As we respond as best as possible to this unprecedented situation, we are constantly working to improve and add to our toolbox of internet solutions for students. Efforts include: 

  1. Providing information to families about broadband options including our
    Broadband Internet Service in Your Home - English, Spanish and Somali are all on the document.

  2. Connecting families who need internet support with a Social Worker, Cultural Liaison, or other District Advocate to help work through our One91 Internet for All process. This helps us identify specific family needs for district internet sponsorship.

  3. Providing hotspots to our identified students or set up the family with a Comcast account if possible.

  4. We are also working with Dakota County to identify and address housing complexes in our district that do not have access to broadband internet. This involves laying new fiber and is a long-term plan.



Part 3: Teacher Role

There are things you can do to help limit the bandwidth drain for your online class. These aren’t hard and fast rules and won’t solve every situation but the more you know about bandwidth requirements for various activities - the more likely you are to avoid lags, freezes, and drops happening by you or your students. We can’t prevent all issues but here are some suggestions.



Don’t play videos to the class while in a live class. This is a double whammy on the bandwidth needs for you and every student. It is preferable to provide the video link to students to watch before class and save the time in the live class for discussion.




We know they are cute. However,  bitmojis, animated gifs, and animations take much more bandwidth both for you and for every one of your students. If you or your students are having issues - consider what you are sharing in your virtual classroom and try to minimize the size of the data you are pushing out.


Glitches happen, bad connections on a day here or there happens. If however, you see a pattern from a specific student we will want to take action and find out what internet access they are using. You can share the following suggestions with parents.




Suggestions for Parents and Students

Many families have internet service but there are limits per month on the amount of data or the speeds available. Some internet services will start to throttle or limit the speed of the internet if data use is over a certain amount in a billing cycle. We know not all of these options will be available to all families but some may be options for some families.

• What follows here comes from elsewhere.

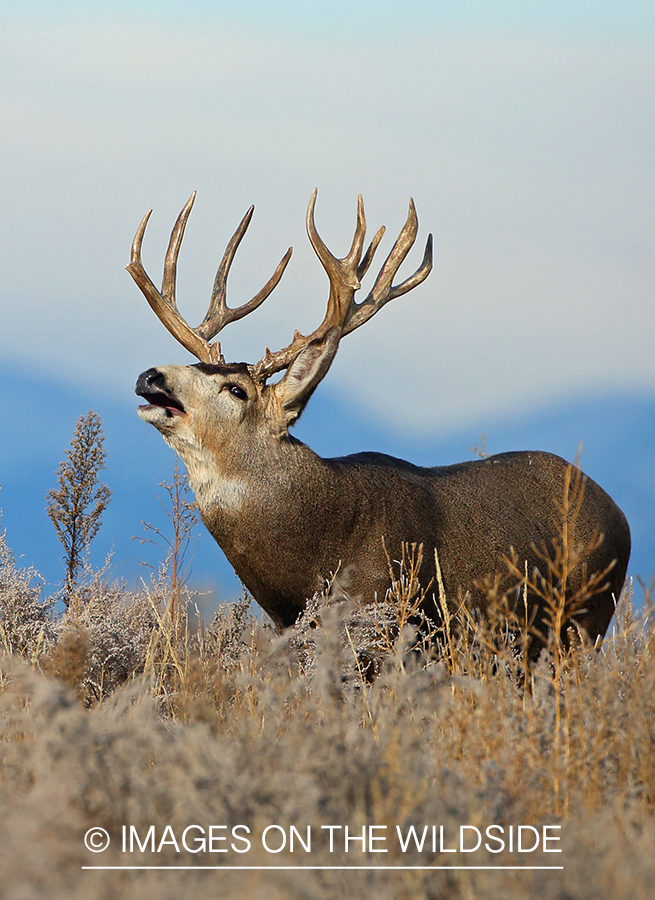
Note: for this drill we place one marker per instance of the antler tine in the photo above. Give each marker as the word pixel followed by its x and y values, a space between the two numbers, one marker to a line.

  1. Turn off all devices that are not needed during online class including checking if your phone is on wifi or cellular.  The more devices on Wifi - the more demand on the internet connection.

  2. Prioritize online class during live classes. IE. If a younger sibling is streaming a cartoon while an older student is in class - that could negatively impact the student’s connectivity. 

  3. Exit all other programs on the Chromebook to ensure that bandwidth is only used for learning

  4. If you have an ethernet connection, plug in any laptops or desktops if possible. Chromebooks may also be plugged in using an USB to Ethernet adapter and an ethernet cable.

  5. Have the student try different areas of the home

  6. Have the student move closer to the router or hotspot

  7. If using a hotspot, try moving it closer to a window or external wall, especially if there are concrete walls

  8. If using a hotspot, log out of any streaming service like Netflix or YouTube as they use data even when not watching.

  9. Upgrade internet service

  10. If you know you have low bandwidth, limit streaming non-academic content to reserve your bandwidth for class.